Of course, as with beef, there are fatty cuts of pork and lamb, which are better left out of a very low-calorie regime. As with all protein choices, the key to eating any meat is the word lean. Make sure you buy your pork and lamb from a reputable source.
Slow-Cooked Pulled Barbecue Pork
Preparation time: 15 minutes
Cook time: 6 hours
Yield: 4 servings
1 pound pork butt
1-1/2 cups water
1 cup tomato sauce
1 tablespoon minced garlic
1 teaspoon whole grain Dijon mustard
1 teaspoon paprika
1 teaspoon salt
1/4 cup fresh lemon juice
1 tablespoon honey
Place all the ingredients in a slow cooker. Cover and cook on low until the pork is very tender, about 6 hours.
Shred the pork by pulling the meat apart with two forks. Add with salt and pepper to taste.
Per serving: Calories 127; Total fat: 4g; Saturated fat: 1g; Cholesterol: 39mg; Sodium: 976mg; Carbohydrates: 10g; Fiber: 1g; Sugar: 7g; Protein: 13g.
(Recipe by Annabel Cohen)
To make into sandwiches, take two pieces of iceberg leaf lettuce and create a “bun.” This dish freezes well, so you can double or triple the recipe and freeze the rest.
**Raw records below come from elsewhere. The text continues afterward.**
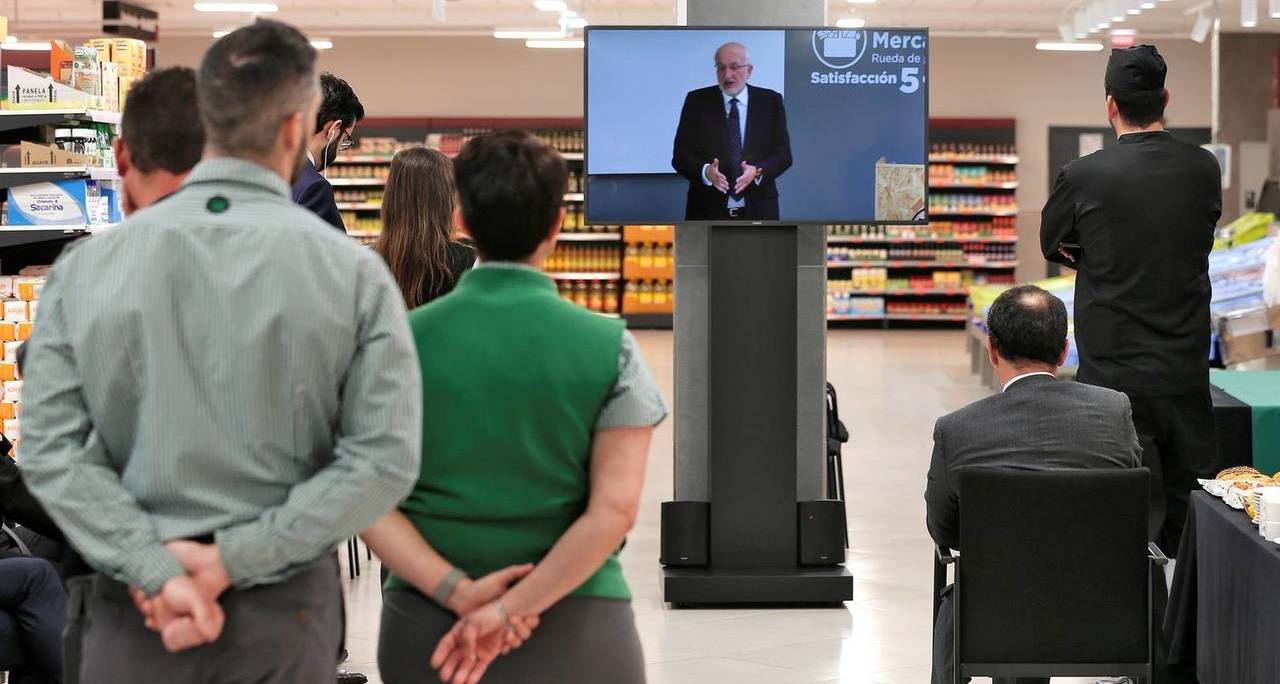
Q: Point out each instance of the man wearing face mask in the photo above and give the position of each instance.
(336, 124)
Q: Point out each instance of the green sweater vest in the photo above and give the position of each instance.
(513, 379)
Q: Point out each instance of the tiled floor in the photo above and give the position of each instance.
(892, 386)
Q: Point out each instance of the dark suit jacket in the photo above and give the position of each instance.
(1038, 424)
(314, 192)
(703, 136)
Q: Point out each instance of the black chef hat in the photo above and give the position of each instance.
(1136, 69)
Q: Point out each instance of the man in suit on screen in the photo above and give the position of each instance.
(732, 144)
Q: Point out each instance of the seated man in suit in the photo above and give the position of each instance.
(732, 144)
(336, 123)
(1036, 423)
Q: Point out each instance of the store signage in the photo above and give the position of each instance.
(129, 21)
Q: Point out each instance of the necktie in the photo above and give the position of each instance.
(735, 145)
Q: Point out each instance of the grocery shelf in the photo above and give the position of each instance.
(357, 182)
(613, 276)
(590, 237)
(979, 214)
(24, 118)
(24, 176)
(973, 186)
(858, 240)
(999, 160)
(926, 264)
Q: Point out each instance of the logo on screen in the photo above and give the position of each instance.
(840, 49)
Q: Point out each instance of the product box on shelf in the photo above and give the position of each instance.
(30, 90)
(53, 203)
(33, 154)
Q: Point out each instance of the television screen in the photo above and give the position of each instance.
(757, 124)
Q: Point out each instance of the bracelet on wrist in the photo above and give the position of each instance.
(444, 589)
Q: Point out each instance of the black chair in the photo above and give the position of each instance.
(1056, 574)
Slow-Cooked Lamb Chops with Oregano
Preparation time: 15 minutes
Cook time: 2 hours
Yield: 2 servings
2 large lamb chops or steaks with bones (1 pound including bone), visible fat removed
Fine sea salt and fresh ground pepper to taste
3 tablespoons fresh lemon juice
1 teaspoon dried oregano
1 bay leaf
1 cup sliced onions
1/2 cup white wine
1/2 cup chicken broth
Fresh chopped parsley, garnish
Place the lamb in a single layer in a 9-x-12-inch glass baking dish.
Sprinkle salt and pepper over the meat and drizzle with lemon juice. Sprinkle the grated peel and oregano over the lamb and drizzle with olive oil. Place a bay leaf between the chops. Cover the dish with plastic wrap and refrigerate 4 hours or more.
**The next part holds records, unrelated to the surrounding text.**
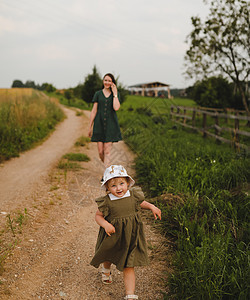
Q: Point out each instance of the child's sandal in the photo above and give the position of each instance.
(130, 297)
(106, 279)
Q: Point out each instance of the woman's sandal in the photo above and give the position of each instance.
(130, 297)
(106, 279)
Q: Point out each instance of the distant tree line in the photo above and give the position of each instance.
(216, 92)
(31, 84)
(84, 91)
(219, 47)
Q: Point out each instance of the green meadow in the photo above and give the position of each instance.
(26, 117)
(203, 191)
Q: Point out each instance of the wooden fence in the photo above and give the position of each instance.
(189, 117)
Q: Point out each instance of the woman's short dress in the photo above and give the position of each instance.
(106, 127)
(127, 247)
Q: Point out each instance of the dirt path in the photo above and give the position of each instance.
(51, 259)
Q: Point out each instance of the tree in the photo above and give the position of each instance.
(213, 92)
(221, 44)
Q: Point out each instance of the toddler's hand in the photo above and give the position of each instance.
(109, 229)
(156, 212)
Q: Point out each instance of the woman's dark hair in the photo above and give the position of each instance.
(111, 76)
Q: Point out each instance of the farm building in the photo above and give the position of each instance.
(152, 89)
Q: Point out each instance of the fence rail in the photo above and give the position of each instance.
(189, 117)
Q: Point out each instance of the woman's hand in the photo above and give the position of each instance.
(114, 89)
(156, 212)
(109, 228)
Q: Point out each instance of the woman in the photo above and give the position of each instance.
(106, 129)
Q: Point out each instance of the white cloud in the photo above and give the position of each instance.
(52, 52)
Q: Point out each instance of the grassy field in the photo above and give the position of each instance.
(203, 191)
(26, 117)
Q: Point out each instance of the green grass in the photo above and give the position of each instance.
(157, 105)
(25, 120)
(69, 166)
(74, 102)
(210, 223)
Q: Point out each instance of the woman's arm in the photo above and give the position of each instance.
(108, 227)
(116, 102)
(92, 117)
(155, 210)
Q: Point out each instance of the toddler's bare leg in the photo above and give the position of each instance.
(100, 147)
(129, 280)
(107, 264)
(107, 152)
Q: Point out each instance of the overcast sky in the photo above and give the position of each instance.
(59, 41)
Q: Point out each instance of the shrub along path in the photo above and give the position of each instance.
(57, 235)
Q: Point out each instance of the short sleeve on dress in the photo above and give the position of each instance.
(138, 194)
(95, 98)
(102, 206)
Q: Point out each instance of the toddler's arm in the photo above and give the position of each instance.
(108, 227)
(155, 210)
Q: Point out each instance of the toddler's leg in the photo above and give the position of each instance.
(106, 273)
(107, 153)
(129, 280)
(100, 147)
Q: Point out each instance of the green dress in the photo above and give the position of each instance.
(106, 127)
(126, 247)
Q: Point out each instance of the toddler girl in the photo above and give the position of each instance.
(121, 240)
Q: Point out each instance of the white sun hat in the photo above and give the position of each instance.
(116, 171)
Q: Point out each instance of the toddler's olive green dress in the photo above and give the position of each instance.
(127, 246)
(106, 127)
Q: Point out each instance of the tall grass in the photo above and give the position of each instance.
(210, 224)
(26, 116)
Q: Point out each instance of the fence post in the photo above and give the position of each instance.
(236, 128)
(193, 117)
(217, 132)
(172, 112)
(204, 124)
(178, 111)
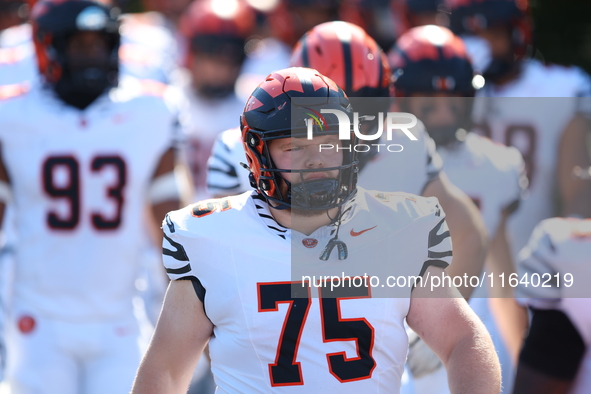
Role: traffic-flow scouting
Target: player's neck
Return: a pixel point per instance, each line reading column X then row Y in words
column 303, row 223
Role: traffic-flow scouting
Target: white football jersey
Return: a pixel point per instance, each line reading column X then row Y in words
column 208, row 119
column 559, row 247
column 266, row 341
column 17, row 56
column 530, row 114
column 491, row 174
column 79, row 180
column 225, row 176
column 408, row 171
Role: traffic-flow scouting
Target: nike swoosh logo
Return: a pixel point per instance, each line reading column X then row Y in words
column 356, row 234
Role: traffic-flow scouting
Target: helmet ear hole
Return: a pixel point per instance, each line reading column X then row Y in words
column 253, row 140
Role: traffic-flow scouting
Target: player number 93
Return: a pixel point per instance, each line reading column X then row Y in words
column 537, row 280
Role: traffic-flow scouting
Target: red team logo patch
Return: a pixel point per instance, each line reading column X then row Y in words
column 310, row 242
column 26, row 324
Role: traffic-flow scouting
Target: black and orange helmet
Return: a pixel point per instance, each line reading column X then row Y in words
column 218, row 27
column 55, row 21
column 346, row 54
column 269, row 115
column 431, row 59
column 469, row 16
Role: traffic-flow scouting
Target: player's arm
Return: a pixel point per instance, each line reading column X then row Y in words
column 551, row 355
column 443, row 319
column 510, row 317
column 181, row 334
column 466, row 226
column 169, row 186
column 573, row 151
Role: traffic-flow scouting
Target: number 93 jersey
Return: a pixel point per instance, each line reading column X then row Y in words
column 79, row 181
column 556, row 262
column 272, row 337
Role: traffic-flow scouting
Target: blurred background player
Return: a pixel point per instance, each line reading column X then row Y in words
column 285, row 21
column 556, row 354
column 434, row 75
column 148, row 50
column 81, row 159
column 15, row 43
column 528, row 105
column 216, row 32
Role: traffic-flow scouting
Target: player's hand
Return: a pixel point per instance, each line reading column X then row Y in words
column 421, row 359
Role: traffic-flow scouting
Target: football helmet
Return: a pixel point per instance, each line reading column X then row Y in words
column 214, row 26
column 430, row 60
column 281, row 107
column 468, row 17
column 346, row 54
column 54, row 24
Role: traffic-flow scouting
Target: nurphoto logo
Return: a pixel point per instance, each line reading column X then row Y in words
column 392, row 123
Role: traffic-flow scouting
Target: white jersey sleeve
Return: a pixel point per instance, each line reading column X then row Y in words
column 225, row 175
column 558, row 252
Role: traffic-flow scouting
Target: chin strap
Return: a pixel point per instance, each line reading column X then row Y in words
column 343, row 253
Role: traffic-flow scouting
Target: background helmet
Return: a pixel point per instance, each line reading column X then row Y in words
column 218, row 27
column 346, row 54
column 431, row 59
column 268, row 115
column 54, row 23
column 468, row 17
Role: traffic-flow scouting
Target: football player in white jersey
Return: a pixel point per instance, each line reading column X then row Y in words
column 217, row 35
column 149, row 50
column 435, row 77
column 528, row 105
column 81, row 159
column 237, row 255
column 554, row 275
column 346, row 54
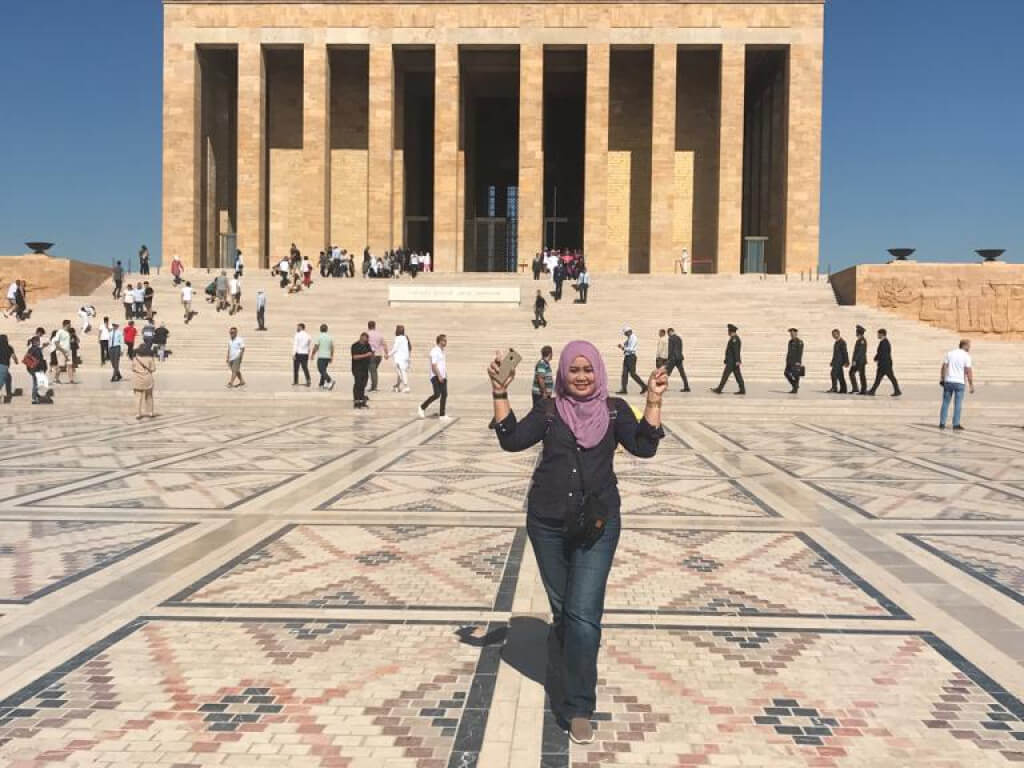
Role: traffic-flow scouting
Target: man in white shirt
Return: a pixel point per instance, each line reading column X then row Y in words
column 629, row 348
column 438, row 379
column 300, row 353
column 236, row 351
column 186, row 300
column 956, row 374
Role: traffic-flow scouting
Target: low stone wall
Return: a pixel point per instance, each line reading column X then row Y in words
column 985, row 298
column 47, row 276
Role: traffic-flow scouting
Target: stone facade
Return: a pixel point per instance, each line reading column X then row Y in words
column 986, row 298
column 320, row 119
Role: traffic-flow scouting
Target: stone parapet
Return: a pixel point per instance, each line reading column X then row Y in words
column 47, row 276
column 986, row 298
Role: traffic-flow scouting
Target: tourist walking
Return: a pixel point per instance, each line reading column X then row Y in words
column 859, row 363
column 733, row 361
column 117, row 343
column 957, row 373
column 236, row 353
column 186, row 297
column 583, row 286
column 104, row 341
column 676, row 358
column 544, row 381
column 572, row 518
column 324, row 351
column 662, row 350
column 301, row 344
column 438, row 379
column 401, row 352
column 6, row 355
column 540, row 305
column 884, row 365
column 629, row 348
column 379, row 348
column 361, row 356
column 794, row 360
column 840, row 361
column 118, row 274
column 143, row 366
column 260, row 310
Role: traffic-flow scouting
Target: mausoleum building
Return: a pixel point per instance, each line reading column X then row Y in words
column 484, row 131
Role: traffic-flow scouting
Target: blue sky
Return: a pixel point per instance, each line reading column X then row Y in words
column 923, row 134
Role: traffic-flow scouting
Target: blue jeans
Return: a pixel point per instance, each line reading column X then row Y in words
column 574, row 580
column 954, row 391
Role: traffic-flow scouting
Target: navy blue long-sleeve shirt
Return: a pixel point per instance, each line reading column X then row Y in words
column 557, row 481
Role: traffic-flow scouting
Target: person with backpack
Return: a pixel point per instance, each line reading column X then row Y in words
column 572, row 508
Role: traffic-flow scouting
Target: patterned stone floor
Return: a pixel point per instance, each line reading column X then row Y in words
column 286, row 588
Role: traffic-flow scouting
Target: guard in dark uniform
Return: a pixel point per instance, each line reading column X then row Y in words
column 859, row 364
column 841, row 358
column 733, row 360
column 795, row 360
column 884, row 365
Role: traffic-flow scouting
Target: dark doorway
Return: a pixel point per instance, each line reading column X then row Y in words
column 491, row 115
column 564, row 140
column 218, row 155
column 415, row 142
column 765, row 122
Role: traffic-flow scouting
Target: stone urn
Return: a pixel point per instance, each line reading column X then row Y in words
column 990, row 254
column 40, row 248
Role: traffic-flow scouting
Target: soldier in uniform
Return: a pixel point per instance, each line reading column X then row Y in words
column 795, row 360
column 884, row 365
column 733, row 360
column 859, row 363
column 841, row 359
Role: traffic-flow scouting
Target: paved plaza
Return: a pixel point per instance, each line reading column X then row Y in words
column 287, row 588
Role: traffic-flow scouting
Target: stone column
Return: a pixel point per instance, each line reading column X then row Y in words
column 181, row 153
column 596, row 164
column 381, row 147
column 445, row 256
column 730, row 170
column 804, row 159
column 314, row 186
column 251, row 151
column 530, row 236
column 663, row 159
Preheat the oven to 300°F.
Heat a skillet over high heat. Place the lamb in the skillet and brown on both sides before placing it back into the baking dish. Sprinkle the onions over the meat and pour in the wine and broth.
Cover the dish with foil and cook for 2 or more hours until the meat is very tender. Serve hot with the parsley garnish. Don't eat any of the remaining fat.
Per serving: Calories 286; Total fat: 14g; Saturated fat: 5g; Cholesterol: 102mg; Sodium: 594mg; Carbohydrates: 8g; Fiber: 2g; Sugar: 3g; Protein: 30g.
(Recipe by Annabel Cohen)
Lamb chops are naturally fatty, so if any fat remains on the chop, discard the fat.